Michel Sapin et Emmanuel Macron sont à Berlin ce lundi. Et pour cause, Bruxelles ne devrait pas sanctionner pas la France pour son budget, une chance historique. La conjoncture est telle en Europe que la France et l’Allemagne ont intérêt à se serrer les coudes.

Michel Sapin et Emmanuel Macron sont à Berlin ce lundi. Et pour cause, Bruxelles ne devrait pas sanctionner pas la France pour son budget, une chance historique. La conjoncture est telle en Europe que la France et l’Allemagne ont intérêt à se serrer les coudes.

Les ministres de l’Économie et des Finances français vont encore, une fois de plus, plaider les spécificités de la France à Berlin. Ils vont sans doute obtenir de nos voisins allemands qu’ils recommandent à Bruxelles un nouveau délai. C’est une chance historique pour François Hollande mais surtout pour que l’Europe de la zone euro se réforme.

Bruxelles ne va pas faire preuve de mansuétude gratuite en autorisant la France à rester encore un an de plus en dehors des clous. Bruxelles et Berlin, qui ont piloté la négociation en coulisse, ont fait preuve de réalisme. Les raisons pour lesquelles la France a gagné ce bras de fer sont très simples.

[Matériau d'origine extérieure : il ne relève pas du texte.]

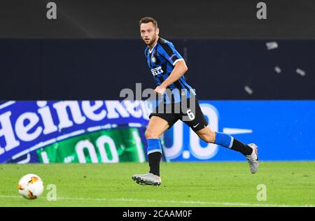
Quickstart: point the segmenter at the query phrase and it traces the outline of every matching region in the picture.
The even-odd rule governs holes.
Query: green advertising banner
[[[41,163],[146,162],[137,128],[112,128],[71,137],[36,150]]]

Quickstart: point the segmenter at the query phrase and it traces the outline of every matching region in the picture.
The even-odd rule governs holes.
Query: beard
[[[145,41],[144,43],[145,43],[146,45],[152,45],[152,44],[155,41],[155,40],[156,40],[156,37],[154,36],[154,37],[152,38],[152,40],[151,40],[151,41],[148,41],[148,43],[146,43],[146,41]]]

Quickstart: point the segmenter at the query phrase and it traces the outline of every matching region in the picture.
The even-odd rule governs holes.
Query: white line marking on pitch
[[[0,196],[0,198],[21,198],[18,196]],[[267,207],[315,207],[314,205],[283,205],[283,204],[246,204],[246,203],[231,203],[231,202],[211,202],[211,201],[174,201],[174,200],[156,200],[156,199],[106,199],[106,198],[84,198],[84,197],[57,197],[57,200],[77,200],[77,201],[134,201],[148,203],[170,203],[184,204],[197,205],[223,205],[231,206],[267,206]]]

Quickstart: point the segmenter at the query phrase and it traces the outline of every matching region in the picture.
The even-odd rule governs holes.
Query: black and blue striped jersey
[[[181,55],[175,49],[173,43],[161,38],[159,38],[158,43],[152,50],[150,50],[148,46],[146,47],[144,54],[148,61],[148,67],[158,85],[160,85],[169,76],[175,64],[183,60]],[[186,83],[183,76],[167,88],[172,90],[172,97],[170,98],[167,96],[167,94],[164,94],[164,102],[165,104],[177,103],[181,101],[181,97],[188,99],[191,94],[195,95],[195,91]]]

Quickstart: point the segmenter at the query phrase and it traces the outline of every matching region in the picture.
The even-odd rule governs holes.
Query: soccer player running
[[[171,42],[159,37],[158,22],[154,18],[143,17],[139,25],[141,36],[147,45],[144,54],[158,84],[154,91],[161,94],[164,99],[150,115],[145,133],[150,171],[146,174],[133,175],[132,179],[141,185],[161,184],[160,162],[162,147],[160,136],[178,120],[188,124],[203,141],[241,152],[246,157],[251,172],[256,173],[259,166],[257,145],[254,143],[244,144],[229,134],[215,132],[210,129],[199,106],[195,90],[185,80],[183,74],[188,67],[183,57]],[[169,93],[165,93],[167,90],[172,91],[171,96]],[[176,92],[178,91],[180,92]],[[195,101],[192,102],[192,100]],[[183,102],[186,102],[186,105],[181,105],[180,111],[176,112],[175,104],[182,104]],[[166,110],[167,108],[172,111]]]

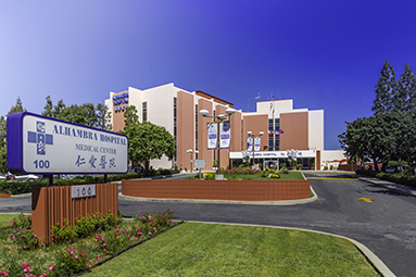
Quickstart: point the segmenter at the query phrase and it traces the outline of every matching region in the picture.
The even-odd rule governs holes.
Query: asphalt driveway
[[[416,198],[351,174],[307,173],[317,201],[241,205],[118,200],[126,216],[174,211],[173,218],[320,230],[365,244],[396,276],[416,275]],[[0,212],[30,212],[30,198],[0,199]]]

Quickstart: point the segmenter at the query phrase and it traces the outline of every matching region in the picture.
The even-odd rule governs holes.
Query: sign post
[[[8,168],[18,174],[124,174],[126,136],[31,113],[8,116]]]
[[[53,187],[53,174],[125,174],[126,136],[33,113],[8,116],[8,169],[49,176],[50,187],[31,193],[33,230],[46,243],[51,227],[97,212],[117,216],[117,184]]]
[[[197,169],[199,169],[201,179],[201,168],[205,168],[205,160],[196,160],[194,166]]]

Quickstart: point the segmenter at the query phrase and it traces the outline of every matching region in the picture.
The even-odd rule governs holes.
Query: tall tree
[[[404,65],[403,74],[398,81],[396,93],[393,95],[393,111],[416,112],[416,78],[409,64]]]
[[[175,139],[164,127],[139,123],[134,105],[127,108],[124,116],[125,126],[119,133],[128,137],[128,159],[134,166],[141,163],[149,169],[150,160],[175,156]]]
[[[351,158],[369,158],[386,169],[389,161],[412,162],[416,158],[416,117],[408,112],[385,112],[346,123],[339,135]]]
[[[393,110],[393,96],[396,93],[398,87],[394,68],[387,59],[380,73],[381,76],[376,84],[376,99],[371,108],[375,114]]]
[[[53,105],[52,100],[48,96],[42,115],[99,129],[112,129],[109,108],[101,103],[97,104],[97,106],[92,103],[84,103],[81,105],[72,104],[66,106],[61,99],[56,105]]]
[[[27,110],[23,108],[23,103],[20,97],[17,97],[16,104],[12,105],[9,114],[11,113],[22,113]],[[8,166],[8,153],[7,153],[7,116],[0,117],[0,172],[5,172]]]

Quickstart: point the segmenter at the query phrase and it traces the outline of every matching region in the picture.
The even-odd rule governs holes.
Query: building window
[[[198,104],[196,104],[196,150],[198,150]]]
[[[275,130],[280,129],[280,118],[275,118]]]
[[[142,103],[143,122],[148,121],[148,102]]]
[[[273,151],[273,135],[268,135],[268,151]]]

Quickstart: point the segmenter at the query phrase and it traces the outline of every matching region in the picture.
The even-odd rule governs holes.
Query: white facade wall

1e raison : La Commission de Bruxelles a demandé un catalogue de réformes structurelles et l’a finalement obtenu. Michel Sapin, Emmanuel Macron et Manuel Valls ont multiplié les déclarations et les projets pour prouver qu’ils étaient engagés dans la rénovation du système français. Ils ont surtout affirmé et réaffirmé que cela n’était qu’un début et devinez quoi, Bruxelles les a cru. D’autant que dimanche après-midi, François Hollande s’est encore fendu d’un séminaire pour célébrer l’attractivité française. En clair, Bruxelles est désormais convaincu que le Président français et son Premier ministre font le bon diagnostic de l’économie française.

2e raison : A Bruxelles comme à Berlin, on sait que la gouvernance politique française est coincée. Comme il n’y a pas d’alternative crédible, Bruxelles et Berlin vont la soutenir ou ne rien faire pour la déstabiliser davantage. François Hollande a très peu de majorité pour soutenir sa politique sociale libérale. Ce week-end, les propos de Martine Aubry ont jeté un froid à Paris comme à Berlin et Bruxelles.

Pour les pays de la zone euro, la question est, comment Martine Aubry, la fille de Jacques Delors, peut-elle tenir des propos aussi démagogiques, prônant un changement d’orientation sans dire dans quel sens ? Comment Martine Aubry peut-elle prendre la tête d’un courant de frondeurs irresponsables et leur donner une certaine légitimité ?

Personne ne comprend, compte tenu de la gravité de la situation, qu’il n’y ait pas de solidarité ou de responsabilité. La fréquence des propos déraisonnables et incohérents prononcés à droite comme à gauche surprend énormément les européens convaincus. Quel  désordre ! En fait, Bruxelles finira par soutenir Hollande-Valls en espérant que les résultats soient au rendez-vous. Ceci pour écarter des pouvoirs populistes, cristallisés à l’extrême droite ou a l’extrême gauche ou même au niveau des élites traditionnelles, comme Martine Aubry.

3e raison : L’Allemagne n’est pas en forme et l’Allemagne va avoir besoin des européens. Pour éviter de glisser dans le populisme, Angela Merkel est prête à tendre la main à la France. Le deal est simple : « on vous accepte tel que vous êtes au niveau du budget cette année encore, mais a deux conditions. Que vous preniez des engagements de réforme profonde et que vous initiez un processus d’évolution fédérale au niveau des politiques budgétaires et fiscales ».

Ce n’est pas les États-Unis d’Europe mais ça pourrait préparer un projet d’union franco-allemande. Pour les européens, le moment est historique : ou ça change maintenant ou chacun se replie sur soi et ça ne changera jamais.